Y	Hacker News new \| ask \| show \| jobs


	by Eisenstein 327 days ago
	They don't release such huge open weights models because people who run open weights don't have the capability to run them effectively. Instead they concentrate on models like Gemma 3 which goes from 1B to 27B, which when quantized fits perfectly into the VRAM you can get on a consumer GPU.

2 comments

lossolo 327 days ago

> They don't release such huge open weights models because people who run open weights don't have the capability to run them effectively

This is a naive take. There are multiple firms that can host these models for you, or you can host them yourself by renting GPUs. Thousands of firms could also host open-source models independently. They don’t release them because they fear competition and losing their competitive advantage.
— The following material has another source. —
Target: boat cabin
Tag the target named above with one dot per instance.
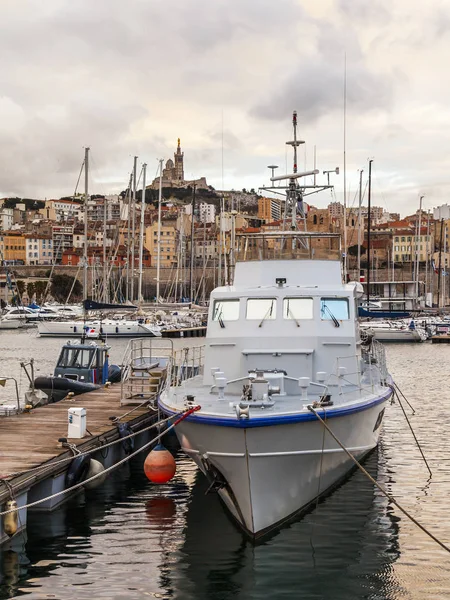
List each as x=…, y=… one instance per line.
x=85, y=362
x=288, y=310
If it weren’t for Chinese companies open-sourcing their models, we’d be limited to using closed-source, proprietary models from the U.S., especially considering the recent LLaMA fiasco.

link

Eisenstein 327 days ago

Given the assumption that Google has Google's own interests at heart, the question isn't 'why doesn't Google release models that allow other companies to compete with them' but 'what is the reasoning behind the models they release' and that reasoning is 'for research and for people to use personally on their own hardware'.

We should be asking why Meta released the large Llama models and why the Chinese are releasing large models. I can't figure out a reason for it except prestige.

link

regularfry 327 days ago

That shouldn't be the case here. Yes, it's memory-bandwidth-limited, but this is an MOE with 22B active. As long as the whole thing fits in RAM, it should be tolerable. It's right at the limit, though.

link